Gordon found 88 letters from Julie Baum, her grandmother, that spanned November 1936 to October 1941. Her grandparents were deported from Frankfurt to the Lodz Ghetto in Poland. Rudy Baum had emigrated from Frankfurt, Germany in 1936, at the age of 21. He came to the U.S. to work, he became a naturalized citizen, and then went back to Germany where he helped liberate Buchenwald. It wasn’t until 1990 when he was 75 and working as a volunteer docent at the Dallas Holocaust Museum, that he learned his mother’s fate in that ghetto.

“He pulled the Chronicle of the Lodz Ghetto off the shelf and looked up his parents and found out that his mother had died by suicide in the ghetto but never knew what happened to his father,” she said. “After [my father] passed away, I had started this process of getting these letters translated, and I really wanted to know what happened to his dad.”

Getting those 88 letters translated were important, but Gordon never set out to write a book.

“I was keeping a journal and writing a few topical essays as I went, learned more from the letters,” she said. “And the book evolved.”

She called the letters “a treasure trove” despite the censoring that was done by the Nazi regime before the letters were sent.

“They tell you the quotidian details of their lives,” she said. “And yet there are these hints; my grandmother tells my father, ‘be sure you do the wash this way. And by the way, this is how you darn your socks and how was the girls over there?’ Meanwhile, the world is falling apart.”

Gordon said the researching and writing of her family’s story helped her understand some of what her father was keeping buried inside. 

“I feel like I understood as best I could the enormous pain that he lived with,” she said. “And as the wise Rabbi David Stern in Dallas said to me last December, he said what makes your book different is that it’s about surviving the surviving,”

Gordon, an executive coach who grew up in Dallas along with her older siblings Diane and Richard, and now lives in Brooklyn, said that her hope in writing the book was to “dilute the multi-generational trauma” that gets carried from generation to generation after the Holocaust or other genocides.
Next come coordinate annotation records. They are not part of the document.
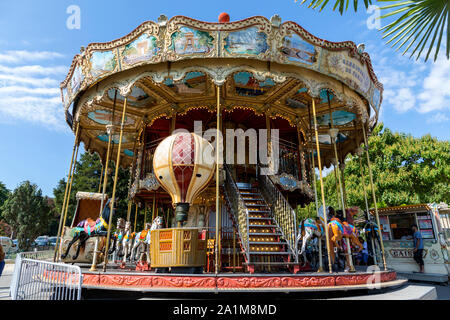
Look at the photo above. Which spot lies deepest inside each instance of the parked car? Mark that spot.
(6, 244)
(15, 246)
(41, 241)
(52, 241)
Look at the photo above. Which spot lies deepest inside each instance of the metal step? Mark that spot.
(269, 234)
(262, 226)
(257, 205)
(266, 243)
(269, 253)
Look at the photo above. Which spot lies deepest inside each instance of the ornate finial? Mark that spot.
(162, 20)
(359, 151)
(224, 17)
(276, 21)
(360, 48)
(110, 129)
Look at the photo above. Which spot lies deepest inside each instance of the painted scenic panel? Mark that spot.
(376, 96)
(76, 80)
(105, 117)
(189, 41)
(247, 85)
(115, 138)
(353, 72)
(102, 62)
(298, 50)
(326, 139)
(249, 41)
(143, 48)
(340, 117)
(193, 83)
(137, 98)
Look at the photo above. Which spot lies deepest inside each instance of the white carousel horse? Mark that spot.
(117, 239)
(311, 228)
(143, 238)
(126, 242)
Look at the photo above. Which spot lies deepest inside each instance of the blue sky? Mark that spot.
(36, 49)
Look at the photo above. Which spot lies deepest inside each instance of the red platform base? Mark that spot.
(139, 281)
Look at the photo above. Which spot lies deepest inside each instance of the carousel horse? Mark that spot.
(117, 239)
(372, 236)
(89, 228)
(127, 241)
(342, 229)
(140, 239)
(310, 228)
(143, 238)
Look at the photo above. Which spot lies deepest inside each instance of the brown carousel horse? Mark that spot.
(339, 228)
(89, 228)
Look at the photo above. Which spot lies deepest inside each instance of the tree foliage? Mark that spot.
(27, 212)
(421, 22)
(87, 178)
(406, 170)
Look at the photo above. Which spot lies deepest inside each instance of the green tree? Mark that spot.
(27, 212)
(406, 170)
(420, 22)
(86, 179)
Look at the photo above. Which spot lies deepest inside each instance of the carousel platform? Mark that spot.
(128, 279)
(425, 277)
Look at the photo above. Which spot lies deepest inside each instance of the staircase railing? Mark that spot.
(238, 209)
(282, 212)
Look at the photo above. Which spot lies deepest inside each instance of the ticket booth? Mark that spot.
(397, 235)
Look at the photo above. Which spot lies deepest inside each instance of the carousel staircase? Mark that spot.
(266, 248)
(261, 238)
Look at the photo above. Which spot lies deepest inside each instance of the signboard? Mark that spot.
(405, 253)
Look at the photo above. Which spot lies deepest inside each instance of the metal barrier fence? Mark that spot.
(35, 279)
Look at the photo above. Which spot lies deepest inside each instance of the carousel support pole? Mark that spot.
(110, 131)
(135, 216)
(333, 135)
(347, 241)
(113, 198)
(129, 210)
(145, 213)
(70, 190)
(313, 172)
(154, 206)
(374, 196)
(101, 176)
(360, 151)
(321, 185)
(216, 245)
(65, 192)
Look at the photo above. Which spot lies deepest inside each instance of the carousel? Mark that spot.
(222, 126)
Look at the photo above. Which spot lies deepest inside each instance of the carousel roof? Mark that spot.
(172, 66)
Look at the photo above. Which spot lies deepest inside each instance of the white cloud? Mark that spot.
(436, 88)
(30, 92)
(438, 118)
(20, 56)
(412, 85)
(34, 70)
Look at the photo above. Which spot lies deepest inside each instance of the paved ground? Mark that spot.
(5, 281)
(424, 290)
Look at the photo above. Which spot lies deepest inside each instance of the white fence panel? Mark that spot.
(44, 280)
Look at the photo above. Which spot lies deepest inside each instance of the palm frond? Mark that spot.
(342, 5)
(421, 23)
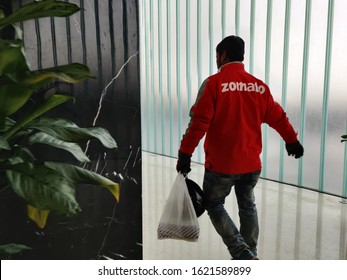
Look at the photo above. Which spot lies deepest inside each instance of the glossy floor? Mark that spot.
(295, 224)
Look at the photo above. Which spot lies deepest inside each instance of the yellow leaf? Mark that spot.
(114, 189)
(38, 216)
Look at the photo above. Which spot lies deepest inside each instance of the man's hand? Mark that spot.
(295, 149)
(183, 163)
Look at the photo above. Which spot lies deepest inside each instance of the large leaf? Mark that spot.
(73, 148)
(38, 216)
(43, 188)
(40, 9)
(37, 111)
(81, 175)
(4, 144)
(13, 59)
(70, 73)
(68, 131)
(9, 249)
(13, 97)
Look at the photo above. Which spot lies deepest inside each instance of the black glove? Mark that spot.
(183, 163)
(295, 149)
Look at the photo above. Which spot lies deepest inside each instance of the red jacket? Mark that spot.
(230, 108)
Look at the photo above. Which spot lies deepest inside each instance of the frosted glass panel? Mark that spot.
(297, 47)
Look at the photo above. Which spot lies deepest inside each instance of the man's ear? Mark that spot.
(224, 57)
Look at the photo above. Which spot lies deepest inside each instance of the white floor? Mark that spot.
(295, 224)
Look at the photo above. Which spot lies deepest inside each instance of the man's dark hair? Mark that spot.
(234, 47)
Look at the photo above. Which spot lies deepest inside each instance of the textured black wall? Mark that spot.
(104, 36)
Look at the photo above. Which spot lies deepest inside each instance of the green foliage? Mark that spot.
(44, 185)
(9, 249)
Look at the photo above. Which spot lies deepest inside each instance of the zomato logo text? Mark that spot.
(239, 86)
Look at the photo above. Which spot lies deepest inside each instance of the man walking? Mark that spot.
(230, 109)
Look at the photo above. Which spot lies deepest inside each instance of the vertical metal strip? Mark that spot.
(304, 84)
(69, 46)
(237, 17)
(285, 78)
(344, 183)
(68, 33)
(112, 41)
(83, 38)
(169, 76)
(154, 99)
(210, 32)
(224, 8)
(38, 38)
(326, 92)
(147, 62)
(125, 32)
(54, 42)
(178, 66)
(199, 58)
(252, 36)
(267, 78)
(126, 44)
(188, 58)
(160, 50)
(98, 43)
(20, 4)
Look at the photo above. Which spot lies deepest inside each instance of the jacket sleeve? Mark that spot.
(276, 118)
(201, 115)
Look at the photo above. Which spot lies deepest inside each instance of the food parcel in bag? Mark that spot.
(179, 220)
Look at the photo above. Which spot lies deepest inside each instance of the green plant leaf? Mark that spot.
(40, 9)
(81, 175)
(68, 131)
(43, 188)
(70, 73)
(13, 97)
(11, 248)
(13, 59)
(37, 111)
(38, 216)
(4, 145)
(73, 148)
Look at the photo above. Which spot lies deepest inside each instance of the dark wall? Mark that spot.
(104, 36)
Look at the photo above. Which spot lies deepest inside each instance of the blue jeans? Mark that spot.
(217, 187)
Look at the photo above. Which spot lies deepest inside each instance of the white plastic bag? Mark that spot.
(179, 220)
“I have a grandmother who died by suicide and a father who attempted it,” she said. “The trauma that my father lived with … it’s what’s unspoken that is far more intense and powerful for the children. And so I’m hopeful that what I’m doing is diluting that trauma for my two sons  and for future generations of my family, and providing insight for others who relate to this.”

Diluting the trauma, Gordon said, does not mean not remembering what happened.

“The remembering is absolutely essential. And the diluting of the trauma, I think is important because of how it plays out for future generations,” she said. “I’m hopeful that my book is documenting the remembering by folding in the very personal with the letters with the historical facts.”